You have to ask yourself exactly how Pearson screwed up such a pivotal contract so badly. You can see CC as an opportunity to lock up the whole country, but you can also see it as an opportunity for new players to get into the game and grow much more quickly. Either could happen. Pearson has done fine with a fragmented and turbulent state-based system, and the entire Common Core syndicate is so tightly interwoven, interlocking, and justifiably worried about the whole edifice collapsing that it is difficult for anyone to pointedly and publicly critique anyone else.

Consider, for example, the damage to one of College Board's biggest competitors that David Coleman could have done with a few offhand public comments (or some extended formal ones) about the problems with Pearson's NY tests last year. One suspects that the fear of turning the Common Core coalition into a circular firing squad keeps any of them from critiquing the rest, publicly at least.

Thursday, April 03, 2014

The Problems of the Century are This and Climate Change

Charlie Stross:

We can still produce enough food and stuff to feed and house and clothe everybody. We can still run a growth economy. But we don't seem to know how to allocate resources to people for whom there are no jobs. There's a pervasive cultural assumption that people who don't work are shirkers or failures, rather than victims of technological change, and this is an enabler for populist politicians who campaign for support from the frightened (because embattled) working majority by punishing the unlucky, rather than admitting that the core assumption—that we must starve if we can't find work—is simply invalid.

I tend to evaluate the things around me using a number of rules of thumb, one of which is that the success of a social system can be measured by how well it supports those at the bottom of the pile—the poor, the unlucky, the non-neurotypical—rather than by how it pampers its billionaires and aristocrats. By that rule of thumb, western capitalism did really well throughout the middle of the 20th century, especially in the hybrid social democratic form: but it's now failing, increasingly clearly, as the focus of the large capital aggregates at the top (mostly corporate hive entities rather than individuals) becomes wealth concentration rather than wealth production. And a huge part of the reason it's failing is because our social system is set up to provide validation and rewards on the basis of an extrinsic attribute (what people do) which is subject to external pressures and manipulation: and for the winners it creates incentives to perpetuate and extend this system rather than to dismantle it and replace it with something more humane.

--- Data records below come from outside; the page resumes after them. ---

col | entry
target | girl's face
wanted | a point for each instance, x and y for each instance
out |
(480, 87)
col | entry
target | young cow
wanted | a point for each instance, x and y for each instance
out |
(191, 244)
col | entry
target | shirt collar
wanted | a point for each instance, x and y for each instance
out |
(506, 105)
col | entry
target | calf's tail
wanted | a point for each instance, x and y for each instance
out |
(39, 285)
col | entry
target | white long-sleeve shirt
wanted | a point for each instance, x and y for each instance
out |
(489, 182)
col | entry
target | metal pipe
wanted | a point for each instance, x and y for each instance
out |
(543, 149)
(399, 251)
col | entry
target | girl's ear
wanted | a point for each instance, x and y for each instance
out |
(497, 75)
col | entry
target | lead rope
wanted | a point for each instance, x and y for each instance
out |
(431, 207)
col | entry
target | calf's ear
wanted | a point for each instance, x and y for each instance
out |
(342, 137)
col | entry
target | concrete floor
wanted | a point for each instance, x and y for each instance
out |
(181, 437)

Pointedly, the problem is not "preparing kids for jobs that don't exist yet." There will be many jobs that don't exist yet, but there will not be enough of them to employ everyone, full stop.

What then?

Just to be clear, in the medium term, we could get back to more or less full employment with higher government infrastructure and public service spending, but the longer term problem only becomes more clear.

Wednesday, April 02, 2014

Of Course, Then You Need Democrats Who Act Differently Than Republicans

David Atkins:

But there's one other thing that Democrats can do that she doesn't mention: get aggressive about progressive policy at a state level. If Democrats in blue states prove what is possible when Republicans aren't in the way, that would serve as a way to counter cynicism and bring a broader electorate to the polls. It would also emphasize the importance of voting in every race all the way down the ballot.

*cough*

Light blogging lately due mostly to a spring cold I can't shake. This is the problem with relying on multiple bike trips every day to move children and food around, but I'd managed to avoid it until now. I'm fine but just lacking the bursts of mental energy that result in completed blog posts.